Das OLG Koblenz verpflichtete den beklagten Arzt, dem klagenden Arzt eine Vertragsstrafe von EUR 50.000 zu zahlen. Eine weitergehende Vertragsstrafe lehnte das OLG ab.

Das Gericht war der Ansicht, dass sich das streitige Tätigkeitsverbot in zeitlicher, örtlicher und gegenständlicher Hinsicht in einem adäquaten Rahmen halte. Es stelle eine angemessene Gegenleistung des Beklagten für das für den ideellen Praxiswert gezahlte Entgelt von EUR 210.000 dar und schütze die berechtigten Belange des Klägers, dem genug Zeit gegeben werden müsse, ohne Störungen ein eigenes Vertrauensverhältnis zu dem durch Kaufvertrag übernommenen Patientenstamm aufbauen zu können. Räumlich sei die 9 km-Grenze nicht zu beanstanden. Diese Grenze hindere den Beklagten nicht, sich außerhalb dieses Bereiches neu niederzulassen.

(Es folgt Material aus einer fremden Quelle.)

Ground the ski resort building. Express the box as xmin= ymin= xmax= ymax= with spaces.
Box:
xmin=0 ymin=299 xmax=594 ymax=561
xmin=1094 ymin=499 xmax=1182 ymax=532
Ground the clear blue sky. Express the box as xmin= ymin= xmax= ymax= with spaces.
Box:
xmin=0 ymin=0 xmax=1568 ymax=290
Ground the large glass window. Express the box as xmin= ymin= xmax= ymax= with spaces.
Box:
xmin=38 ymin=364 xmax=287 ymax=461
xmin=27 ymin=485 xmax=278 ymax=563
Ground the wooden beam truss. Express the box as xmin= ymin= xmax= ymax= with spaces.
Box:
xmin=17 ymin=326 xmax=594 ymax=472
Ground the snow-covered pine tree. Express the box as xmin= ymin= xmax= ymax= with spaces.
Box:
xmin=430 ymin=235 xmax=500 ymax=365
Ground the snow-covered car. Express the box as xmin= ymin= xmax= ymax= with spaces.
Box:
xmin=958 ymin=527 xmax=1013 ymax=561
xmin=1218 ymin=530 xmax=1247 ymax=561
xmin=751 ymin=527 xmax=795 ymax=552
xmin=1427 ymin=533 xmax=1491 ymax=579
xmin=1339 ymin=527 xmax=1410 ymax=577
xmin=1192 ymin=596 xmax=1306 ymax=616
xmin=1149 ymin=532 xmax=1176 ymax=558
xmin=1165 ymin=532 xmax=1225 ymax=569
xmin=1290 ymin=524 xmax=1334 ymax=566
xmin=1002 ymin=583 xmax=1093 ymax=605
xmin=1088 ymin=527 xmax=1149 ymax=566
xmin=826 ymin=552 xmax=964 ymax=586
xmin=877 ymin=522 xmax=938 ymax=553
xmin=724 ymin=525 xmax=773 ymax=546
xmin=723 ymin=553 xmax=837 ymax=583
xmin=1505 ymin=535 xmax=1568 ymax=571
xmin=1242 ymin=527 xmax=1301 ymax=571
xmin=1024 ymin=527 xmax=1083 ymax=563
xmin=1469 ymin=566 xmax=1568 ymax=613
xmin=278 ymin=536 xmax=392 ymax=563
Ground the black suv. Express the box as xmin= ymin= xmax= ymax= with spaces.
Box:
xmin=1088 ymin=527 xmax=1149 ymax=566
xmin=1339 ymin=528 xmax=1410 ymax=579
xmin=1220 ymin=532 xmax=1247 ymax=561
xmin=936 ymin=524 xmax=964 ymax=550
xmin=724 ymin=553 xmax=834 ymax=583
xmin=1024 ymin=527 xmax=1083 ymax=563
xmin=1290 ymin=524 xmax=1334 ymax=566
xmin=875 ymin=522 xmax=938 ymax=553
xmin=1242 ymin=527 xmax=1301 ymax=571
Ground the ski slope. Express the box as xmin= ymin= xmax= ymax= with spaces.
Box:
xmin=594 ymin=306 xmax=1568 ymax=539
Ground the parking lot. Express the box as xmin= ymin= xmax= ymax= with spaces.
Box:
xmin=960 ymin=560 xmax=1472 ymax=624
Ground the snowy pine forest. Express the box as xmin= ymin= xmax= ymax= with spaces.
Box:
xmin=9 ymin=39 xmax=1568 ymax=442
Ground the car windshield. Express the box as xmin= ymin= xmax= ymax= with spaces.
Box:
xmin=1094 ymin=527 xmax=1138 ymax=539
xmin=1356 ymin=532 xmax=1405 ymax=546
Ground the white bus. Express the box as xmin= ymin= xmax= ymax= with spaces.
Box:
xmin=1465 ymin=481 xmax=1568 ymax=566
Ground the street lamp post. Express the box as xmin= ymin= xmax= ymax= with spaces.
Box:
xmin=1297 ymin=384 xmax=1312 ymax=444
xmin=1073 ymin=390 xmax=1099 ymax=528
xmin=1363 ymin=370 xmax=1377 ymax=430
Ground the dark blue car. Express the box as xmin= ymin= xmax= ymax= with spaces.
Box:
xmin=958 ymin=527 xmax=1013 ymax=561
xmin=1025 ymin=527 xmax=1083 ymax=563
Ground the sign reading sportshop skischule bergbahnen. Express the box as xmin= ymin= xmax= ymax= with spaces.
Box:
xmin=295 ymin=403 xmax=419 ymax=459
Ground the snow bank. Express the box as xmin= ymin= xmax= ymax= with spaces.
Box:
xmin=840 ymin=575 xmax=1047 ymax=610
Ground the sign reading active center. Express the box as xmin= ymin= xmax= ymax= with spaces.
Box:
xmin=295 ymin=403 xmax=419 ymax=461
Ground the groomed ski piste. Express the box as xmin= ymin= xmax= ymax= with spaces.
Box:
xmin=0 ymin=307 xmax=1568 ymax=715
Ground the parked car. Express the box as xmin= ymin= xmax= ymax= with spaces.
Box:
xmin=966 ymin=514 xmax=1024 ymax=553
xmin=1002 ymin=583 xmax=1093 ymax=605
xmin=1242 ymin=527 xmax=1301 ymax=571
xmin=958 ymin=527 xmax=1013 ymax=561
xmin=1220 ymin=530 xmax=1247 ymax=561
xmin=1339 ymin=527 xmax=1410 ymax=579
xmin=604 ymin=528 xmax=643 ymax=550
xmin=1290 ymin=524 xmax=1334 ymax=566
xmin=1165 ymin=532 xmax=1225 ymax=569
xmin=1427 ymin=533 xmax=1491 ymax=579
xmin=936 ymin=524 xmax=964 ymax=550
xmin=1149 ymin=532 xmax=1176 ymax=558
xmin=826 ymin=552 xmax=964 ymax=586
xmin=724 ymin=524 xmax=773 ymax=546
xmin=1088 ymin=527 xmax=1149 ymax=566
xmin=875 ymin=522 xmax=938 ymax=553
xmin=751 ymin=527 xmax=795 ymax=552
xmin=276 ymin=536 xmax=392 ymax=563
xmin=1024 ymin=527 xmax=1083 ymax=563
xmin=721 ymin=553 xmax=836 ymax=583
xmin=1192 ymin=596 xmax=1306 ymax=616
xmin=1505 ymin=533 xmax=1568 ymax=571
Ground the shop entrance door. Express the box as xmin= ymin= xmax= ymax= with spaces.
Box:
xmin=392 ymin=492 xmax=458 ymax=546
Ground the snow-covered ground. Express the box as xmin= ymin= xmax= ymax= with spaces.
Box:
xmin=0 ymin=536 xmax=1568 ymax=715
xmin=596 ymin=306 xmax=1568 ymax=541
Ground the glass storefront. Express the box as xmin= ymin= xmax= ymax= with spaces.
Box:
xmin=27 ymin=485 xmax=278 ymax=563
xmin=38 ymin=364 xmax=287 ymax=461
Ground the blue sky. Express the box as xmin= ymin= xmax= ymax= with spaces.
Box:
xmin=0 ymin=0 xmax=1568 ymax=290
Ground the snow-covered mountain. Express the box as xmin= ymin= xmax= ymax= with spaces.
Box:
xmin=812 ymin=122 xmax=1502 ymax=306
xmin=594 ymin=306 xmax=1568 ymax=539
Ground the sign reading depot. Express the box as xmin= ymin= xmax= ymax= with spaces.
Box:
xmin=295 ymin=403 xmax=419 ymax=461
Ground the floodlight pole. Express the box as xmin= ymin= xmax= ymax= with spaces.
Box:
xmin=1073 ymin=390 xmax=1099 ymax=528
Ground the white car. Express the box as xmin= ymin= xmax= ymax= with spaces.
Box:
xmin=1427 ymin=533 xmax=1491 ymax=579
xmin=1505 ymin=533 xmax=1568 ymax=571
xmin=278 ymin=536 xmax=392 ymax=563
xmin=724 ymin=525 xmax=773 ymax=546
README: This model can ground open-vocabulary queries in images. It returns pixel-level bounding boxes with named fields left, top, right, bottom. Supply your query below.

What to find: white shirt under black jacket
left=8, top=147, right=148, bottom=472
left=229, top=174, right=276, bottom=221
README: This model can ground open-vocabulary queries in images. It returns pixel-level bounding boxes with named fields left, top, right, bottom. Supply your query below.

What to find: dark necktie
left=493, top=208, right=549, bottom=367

Da dem Beklagten in dem betroffenen Gebiet nicht jedwede zahnärztliche Tätigkeit untersagt werde und er noch berechtigt sei, gelegentliche Assistenzen oder Vertretungen durchzuführen, sei die Wettbewerbsklausel auch sachlichen unbedenklich.

Das OLG Koblenz hielt aber die Vereinbarung, wonach der Verstoß gegen das Wettbewerbsverbot den beklagten Arzt zur Rückerstattung des gesamten Kaufpreises verpflichtete, für unangemessen. Das OLG sah sich als berechtigt an, die Unangemessenheit dieser Klausel durch eine gerichtliche Herabsetzung der konkret verwirkten Strafe zu korrigieren und setzte die Vertragsstrafe auf EUR 50.000 fest.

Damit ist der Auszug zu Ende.